When you study with blocked practice, you might start by solving all the two-dimensional motion problems. You already know which formula you’ll need—your brain’s on autopilot, and you're unprepared for the exam.

With interleaved practice, each problem might require a different approach. You must actively think: Which concept fits here? That’s the exact skill exams test, and interleaving helps you master it.

Beyond the primary benefit of discriminating between topics, interleaving also promotes generally more transferable knowledge (Rohrer & Taylor, 2007). It becomes more flexible, and can apply to a wider variety of situations, even those you didn't practice. This flexible knowledge can apply to tricker, application-type exam questions (known in the field as "transfer questions"), getting you even better grades.

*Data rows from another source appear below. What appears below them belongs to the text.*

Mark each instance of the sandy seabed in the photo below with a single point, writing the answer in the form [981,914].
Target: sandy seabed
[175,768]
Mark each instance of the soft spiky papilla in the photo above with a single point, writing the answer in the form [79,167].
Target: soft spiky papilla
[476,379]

How to use interleaving for better learning results

Here's a word of caution: interleaving is actually harmful when you mix together completely unrelated topics, like physics and chemistry. But why?

Interleaving promotes discrimination: mixing things together helps you tell the difference between them (Birnbaum et al., 2013). As such, it's only helpful when things are easily confusable to begin with. Interleaving different subjects equates to task switching: your attention is fragmented and your learning outcomes become worse.

Interleave topics within the same subject. For example:

Mix physics: projectile motion with circular motion problems
Mix math: algebra with geometry questions
Mix chemistry: limiting reagent and percent yield questions

My favorite way to interleave is to input the practice problems into a flashcard app like Anki. Through the deck settings, you can have it feed you the practice problems in a random order. An additional benefit of this method is that these apps usually have a spaced repetition algorithm built in, so it will schedule you to revisit difficult problems at optimized intervals.

Interleaving facts and concepts

While interleaving tends to be most effective for procedural subjects, the same principles can also be applied to confusable facts and concepts in "knowledge-type" subjects like biology (Kang & Pashler, 2012). For instance, mitosis and meiosis are easily confused, so many biology professors really test your understanding of their differences. (Free) Recall them both in the same study session to help your brain distinguish them.

Congratulations, you saved yourself hours of future study with the power of science. Enjoy your newfound free time!

Why don't most student use interleaving

The concept of interleaving is seldom known, let alone understood by students. Besides that, it also doesn't feel as effective as blocked practice (see below).

Judged performance

Actual performance

vs.

Students studied paintings in blocked vs. interleaved conditions. The left panel shows which method the students perceived as better. The right panel shows the actual results of an immediate test. Adapted from Kornell, N., & Bjork, R. A. (2008). Learning concepts and categories: Is spacing the "enemy of induction?" Psychological Science, 19(6), 585–592.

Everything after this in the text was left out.